Another major theme of the issue is the powerful capacity of sound to approach the unknowable. The essays here explore multifarious ways in which sound can be used to not just inhabit but also generate spaces of uncertainty, to amplify ontological gaps and disrupt our sense of what is, or may be, Real. After all, sound, unlike sight, cannot be verified by concrete objects or an objective gaze, but rather permeates, or invades, the body viscerally (Gordon et al. 2014). Michael Brown explores these ideas in ‘The Demon Pazuzu as Noise in The Exorcist’, considering the functions of noise (interruption, interference and distortion) in the production of a unique, diffuse form of psychological dread. Sound design is crucial in creating an atmosphere of uncertainty, Brown argues, where evil may reside in the abyss of meaningless noise itself. Michael Collins and I cast uncertainty in a very different light in ‘At Home with the Weird: Dark Eco-Discourse in Tanis and Welcome to Night Vale’, applying Tim Morton’s concept of dark ecology to the new genre of weird podcasts (Morton 2016). We link ambience and the lack of aesthetic distance that arrive with new eco-ontologies to the same qualities of sound, arguing for an emergent sonic aesthetics of uncanniness, pervasive anxiety, bodily permeability, and a complicated relationship with one’s own environment, exemplified by the new generation of podcasts. Richard Hand’s critical essay ‘The Empty House’ is cast in a related context, investigating the uncanniness of sound’s immateriality, and its ability to alter our perceptions ‘of time, reality and environment’, and to produce in the listener a condition of haunting. Hand’s companion audio play by the same title renders this condition in narrative and sound. The final creative piece is Alison Bainbridge’s ‘The Tapping,’ another haunting aural horror that uses the vehicles of sleep paralysis and auditory hallucinations to amplify sound’s capacity for disturbing reality. This piece is also linked as an audio piece; we recommend listening to both pieces, in addition to or in lieu of reading, to get the full, immersive effect.

Looking at uses of sound across diverse media including audio fictions, podcasts and feature films, this issue delves into the consequences of our cultural and bodily relationship to the sonic arts: how sound has a seemingly limitless capacity to creates intimacy, and equally how it can evoke the weird and alien within our very selves. This issue poses new contexts for understanding the evolution of horror in relation to sound, casting ideas that are in some sense timeless—the origins of fear, the way we process reality, the limits of our bodies—in fresh and exciting ways, respective of new and emergent media technologies as well as the cutting edge of eco-philosophy, and drawing from a wide range of interdisciplinary approaches.
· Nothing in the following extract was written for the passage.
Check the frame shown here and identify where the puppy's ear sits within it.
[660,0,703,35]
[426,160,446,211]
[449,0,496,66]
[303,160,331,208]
Childhood fears and primitive emotions surface as we interface with the aural uncanny; as such, I hope this issue becomes a bit of a dark adventure, that it allows you to reconsider sound and horror in ways that are delightfully disorienting and tantalizingly weird.

 

 

List of References

 

LeDoux, Joseph, ‘The Emotional Brain, Fear, and the Amygdala’ in Cellular and Molecular Neurobiology 23, No 4/5 (October 2003): pp. 727-738.

 

McLuhan, Marshall, Understanding Media: The Extensions of Man (New York: McGraw-Hill, 1964).

 

Morton, Tim, Dark Ecology: For a Logic of Future Coexistence (New York: Columbia University Press, 2016).

 

Waitt, Gordon, Ella Ryan, and Carol Farbotko, “A visceral politics of sound” in Antipode 46, no. 1 (2014): pp. 283-300.

About the author

Danielle Barrios-O'Neill, Falmouth University

Danielle Barrios-O’Neill is Senior Lecturer at Falmouth University. Her research is in the areas of cross-platform narrative and media, with particular focus on emergent technological, and related critical and philosophical, approaches to the text. She has publications in areas including ecological approaches to podcasting, interactive gaming as intervention, transmedia approaches to documentary, multiplatform approaches to engagement for industry, network approaches to the literary, and chaotic processes in post-digital literature.